Que medo é esse que as pessoas tem da proximidade do fim? E neste caso, com a proximidade do fim natural! Porque ao saltar de pára-quedas, fumar 2 maços de cigarro por dia, flutuar no ar numa asa-delta, namorar mulher (ou homem) promiscuamente, beber uma garrafa de wisky numa noite, pular num abismo amarrado a num elástico, desafiar tubarões sobre uma prancha, fazer um passeio turístico no Rio de Janeiro, dirigir como se estivesse numa pista de formula 1 – tudo isso é afrontar o fim, é também estar próximo da morte – mas, estranhamente, o que se teme é a morte ao término natural das funções biológicas...

Para mim, nosso percurso nessa vida deve ser dividido em apenas 5 fases: a fase do lactente, da criança, do adolescente, do jovem e a partir dos 35 ou 40 anos a fase madura.
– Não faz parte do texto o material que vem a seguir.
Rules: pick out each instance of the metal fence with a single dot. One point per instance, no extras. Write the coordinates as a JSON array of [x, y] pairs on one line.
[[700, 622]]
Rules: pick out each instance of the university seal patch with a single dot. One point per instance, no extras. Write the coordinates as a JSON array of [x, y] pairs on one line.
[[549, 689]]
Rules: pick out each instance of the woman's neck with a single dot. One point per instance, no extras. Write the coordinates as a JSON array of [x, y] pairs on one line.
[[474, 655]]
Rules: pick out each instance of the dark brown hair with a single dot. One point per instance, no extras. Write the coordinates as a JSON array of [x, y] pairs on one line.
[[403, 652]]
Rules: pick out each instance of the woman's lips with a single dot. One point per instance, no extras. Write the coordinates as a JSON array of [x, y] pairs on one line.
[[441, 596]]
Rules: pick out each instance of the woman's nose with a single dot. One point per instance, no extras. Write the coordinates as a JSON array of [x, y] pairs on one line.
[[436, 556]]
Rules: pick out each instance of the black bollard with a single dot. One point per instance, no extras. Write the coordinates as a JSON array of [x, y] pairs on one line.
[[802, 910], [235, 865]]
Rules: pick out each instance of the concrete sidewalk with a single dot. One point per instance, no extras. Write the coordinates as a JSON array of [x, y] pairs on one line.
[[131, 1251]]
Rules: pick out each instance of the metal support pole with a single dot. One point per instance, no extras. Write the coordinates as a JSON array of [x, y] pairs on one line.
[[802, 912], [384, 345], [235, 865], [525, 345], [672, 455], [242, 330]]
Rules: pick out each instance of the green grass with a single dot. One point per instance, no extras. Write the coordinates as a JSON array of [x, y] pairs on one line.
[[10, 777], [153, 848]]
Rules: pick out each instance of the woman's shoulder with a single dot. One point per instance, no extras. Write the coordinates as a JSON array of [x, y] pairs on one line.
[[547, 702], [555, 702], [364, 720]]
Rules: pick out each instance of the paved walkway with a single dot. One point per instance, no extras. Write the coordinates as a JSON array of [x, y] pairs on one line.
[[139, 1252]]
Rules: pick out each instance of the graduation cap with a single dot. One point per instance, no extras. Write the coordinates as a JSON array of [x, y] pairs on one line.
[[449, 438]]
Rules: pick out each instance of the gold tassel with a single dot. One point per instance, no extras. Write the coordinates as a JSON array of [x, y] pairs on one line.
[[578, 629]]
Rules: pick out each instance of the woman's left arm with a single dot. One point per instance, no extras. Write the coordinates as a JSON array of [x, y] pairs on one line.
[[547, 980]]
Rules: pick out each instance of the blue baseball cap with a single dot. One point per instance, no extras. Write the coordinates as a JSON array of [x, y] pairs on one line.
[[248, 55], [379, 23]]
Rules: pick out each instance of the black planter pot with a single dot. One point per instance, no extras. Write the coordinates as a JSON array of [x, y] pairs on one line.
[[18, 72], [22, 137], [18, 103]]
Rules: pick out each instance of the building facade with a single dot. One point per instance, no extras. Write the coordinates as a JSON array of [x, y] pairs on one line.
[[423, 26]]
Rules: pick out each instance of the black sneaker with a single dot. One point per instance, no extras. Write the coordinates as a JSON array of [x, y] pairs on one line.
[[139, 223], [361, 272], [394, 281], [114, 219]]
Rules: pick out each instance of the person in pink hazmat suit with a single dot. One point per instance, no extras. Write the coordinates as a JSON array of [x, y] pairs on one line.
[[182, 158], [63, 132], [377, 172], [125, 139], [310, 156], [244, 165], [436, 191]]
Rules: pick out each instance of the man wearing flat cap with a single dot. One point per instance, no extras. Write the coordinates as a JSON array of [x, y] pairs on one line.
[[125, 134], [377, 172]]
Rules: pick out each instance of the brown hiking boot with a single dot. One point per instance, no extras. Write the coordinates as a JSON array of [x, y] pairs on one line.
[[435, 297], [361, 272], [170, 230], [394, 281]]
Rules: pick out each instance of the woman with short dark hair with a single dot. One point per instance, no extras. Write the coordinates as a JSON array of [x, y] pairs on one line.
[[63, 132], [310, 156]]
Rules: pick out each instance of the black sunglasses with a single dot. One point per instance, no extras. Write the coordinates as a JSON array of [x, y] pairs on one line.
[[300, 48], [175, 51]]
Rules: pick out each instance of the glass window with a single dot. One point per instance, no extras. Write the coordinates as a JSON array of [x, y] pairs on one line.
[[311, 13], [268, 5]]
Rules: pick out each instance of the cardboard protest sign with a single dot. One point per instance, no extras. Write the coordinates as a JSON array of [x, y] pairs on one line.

Para esta não deveria existir um limite pré-determinado por ninguém nem por nada, a não ser o limite estabelecido pela própria pessoa. Muitos “partem” sem nunca adentrarem a tal terceira-idade. Conheço muitas pessoas, nascidos bem antes de mim, que ostentam rugas ou cirurgias plásticas, cabelos brancos ou tingidos, carecas ou implantados, e muitas histórias para contar, que ao contrário daqueles que se resignam aos quintais e aos pijamas, vivem intensamente tudo de bom e de novo que a vida lhes dá.

Não bastasse chamar a velhice – ou o que a antecede – de terceiridade, inventaram, depois, a “melhor idade” e a “feliz idade”. Uma vez mais, digo: Ser feliz independe da idade, depende antes, do que se sente por dentro. Sim, se recebermos os anos a nós destinados com sabedoria e por que não dizer, com orgulho e vaidade, pois até porque, no conceito oficial, é difícil ser feliz com o compromisso de cumprir dietas e ingerir quilos e mais quilos de remédios contra o entupimento de veias, contra a presença de açúcar no sangue, ou mesmo contra o travamento das juntas. Então quando ou se já formos velhos e mesmo assim pudermos dizer: sou feliz! O peso dessas duas palavrinhas se tornará elefântico, aos olhos dos jovens e principalmente de Deus.

No fundo e na verdade, o problema está no preconceito que se cria contra certas palavras. Está passando da hora de mostrarmos aos jovens – às crianças, principalmente – que ser velho é um ideal, uma façanha que nem todos conseguem, é da natureza e deve ser natural, é a própria vida.

O resto é eufemismo, é falsa educação.